Mientras el planeta consolida su giro hacia una alimentación más funcional y consciente de la salud, la nuez vuelve a ocupar un lugar central en esa conversación. Chile, que ya es el segundo mayor exportador mundial de nueces con cáscara, capitalizó esa tendencia en 2025 con un salto de 54% en el valor de sus envíos, de la mano de un mercado que ni siquiera estaba en el radar de la industria hace pocos años: India.
Una tendencia de fondo que juega a favor de la nuez
El consumo mundial de frutos secos atraviesa un momento particularmente favorable, impulsado por un cambio más amplio en los hábitos alimenticios globales. El mercado mundial de nueces —en su definición amplia, que incluye almendras, nueces de nogal, avellanas y otros frutos secos— alcanzará los US$101.660 millones hacia 2034, expandiéndose a un ritmo anual de 5,09%. Ese crecimiento está anclado en un consumidor cada vez más orientado a lo funcional: cerca del 45% de los consumidores globales identifica a los frutos secos como su snack preferido por su contenido de antioxidantes, mientras la demanda de productos orgánicos crece más de 40% entre los compradores más preocupados por su salud. El mercado más amplio de superalimentos, categoría en la que la nuez se ha instalado con fuerza gracias a su aporte de ácidos grasos omega-3, se proyecta que casi se duplique para 2035, superando los US$500.000 millones.
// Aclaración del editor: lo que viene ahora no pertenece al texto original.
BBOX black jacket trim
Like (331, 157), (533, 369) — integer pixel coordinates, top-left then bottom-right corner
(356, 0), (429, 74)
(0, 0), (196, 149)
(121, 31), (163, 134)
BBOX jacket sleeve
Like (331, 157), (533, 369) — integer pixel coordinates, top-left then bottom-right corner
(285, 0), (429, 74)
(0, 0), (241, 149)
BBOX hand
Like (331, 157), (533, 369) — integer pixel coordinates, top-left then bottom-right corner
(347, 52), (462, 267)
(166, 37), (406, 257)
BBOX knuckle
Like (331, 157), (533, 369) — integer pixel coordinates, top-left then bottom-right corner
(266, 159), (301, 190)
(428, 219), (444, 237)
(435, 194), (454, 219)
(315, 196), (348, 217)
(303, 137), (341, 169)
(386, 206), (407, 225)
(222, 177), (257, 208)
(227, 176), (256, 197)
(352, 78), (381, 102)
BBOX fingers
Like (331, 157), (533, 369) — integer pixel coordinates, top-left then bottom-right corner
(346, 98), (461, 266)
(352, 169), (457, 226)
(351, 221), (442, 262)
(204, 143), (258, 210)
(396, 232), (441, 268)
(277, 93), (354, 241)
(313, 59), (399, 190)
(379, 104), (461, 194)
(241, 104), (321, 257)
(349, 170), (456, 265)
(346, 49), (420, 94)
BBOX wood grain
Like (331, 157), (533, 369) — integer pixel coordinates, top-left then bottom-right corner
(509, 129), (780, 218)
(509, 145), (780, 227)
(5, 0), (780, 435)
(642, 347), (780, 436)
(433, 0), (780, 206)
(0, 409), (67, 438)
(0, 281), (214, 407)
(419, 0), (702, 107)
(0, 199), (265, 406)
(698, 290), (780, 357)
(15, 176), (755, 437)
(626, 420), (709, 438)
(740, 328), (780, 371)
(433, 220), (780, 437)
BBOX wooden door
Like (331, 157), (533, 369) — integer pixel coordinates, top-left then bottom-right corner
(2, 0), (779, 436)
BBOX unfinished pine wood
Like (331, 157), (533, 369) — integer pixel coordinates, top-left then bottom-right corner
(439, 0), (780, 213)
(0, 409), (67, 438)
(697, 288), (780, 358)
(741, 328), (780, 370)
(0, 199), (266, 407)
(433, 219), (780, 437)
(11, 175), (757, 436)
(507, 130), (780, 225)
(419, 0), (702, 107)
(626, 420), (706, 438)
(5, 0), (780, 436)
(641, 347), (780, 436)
Chile, protagonista silencioso de ese boom
En ese contexto favorable, la industria nogalera chilena vivió en 2025 uno de sus mejores años recientes: las exportaciones de nueces de nogal sumaron US$631 millones, un salto de 54% respecto a los US$411 millones registrados en 2024. Chile se consolida hoy como el segundo exportador mundial de nueces con cáscara y el tercero en nueces sin cáscara, superado únicamente por Estados Unidos y China, según cifras de ProChile.
La estacionalidad del negocio favorece además a los productores chilenos: al concentrarse la cosecha y los embarques entre agosto y octubre, la nuez chilena llega a los mercados del hemisferio norte en contraestación, justo cuando la oferta local de esos países ya se agotó, lo que le permite capturar mejores condiciones comerciales en calibres grandes y en calidad de color y sabor, atributos donde la fruta chilena tiene fama consolidada.
India, el mercado que cambió el mapa comercial
El dato más notable de esta temporada es el despegue de India como comprador. Los envíos de nueces chilenas hacia ese mercado llegaron a crecer hasta 258% en algunas mediciones recientes, y de forma más amplia, las exportaciones agroalimentarias chilenas hacia India —lideradas por manzanas y nueces— se dispararon 149,7% entre enero y mayo de 2026. El interés no es casual: India ya superó a China en población, tiene una amplia base vegetariana que valora los frutos secos como fuente proteica, y una clase media en expansión con capacidad de compra creciente. El propio Ministerio de Agricultura ha priorizado la relación comercial con ese país, impulsando conversaciones para reducir los aranceles que hoy paga la nuez chilena en el mercado indio. Junto a India, Alemania, Italia, España y Emiratos Árabes Unidos completan el podio de destinos que diversifican cada año la cartera de la industria nogalera nacional.
Por qué la calidad sigue siendo la ventaja de fondo
Consultada sobre el desempeño del sector, la analista Macarena Pons subrayó que Chile mantiene ventajas estructurales para la producción de nueces gracias a sus condiciones naturales y a la experiencia acumulada por los productores: el clima mediterráneo de la zona central, la calidad de los suelos y la ubicación geográfica del país permiten producir una fruta con buen color, sabor equilibrado y textura firme, atributos cada vez más valorados en un mercado donde la diferenciación ya no depende solo del precio.
Lo que viene
La temporada 2026 arrancó con una proyección de producción de 165 mil toneladas, un volumen estable que confirma a la industria nogalera en una etapa de consolidación más que de expansión acelerada. Con la demanda india sosteniéndose fuerte y el consumo mundial de frutos secos proyectando crecimiento sostenido durante la próxima década, el desafío para los productores chilenos ya no es tanto plantar más hectáreas, sino sostener la calidad, la gestión productiva especializada y la diversificación de mercados que les permitió capturar, en un solo año, más de la mitad de crecimiento adicional en el valor de sus exportaciones.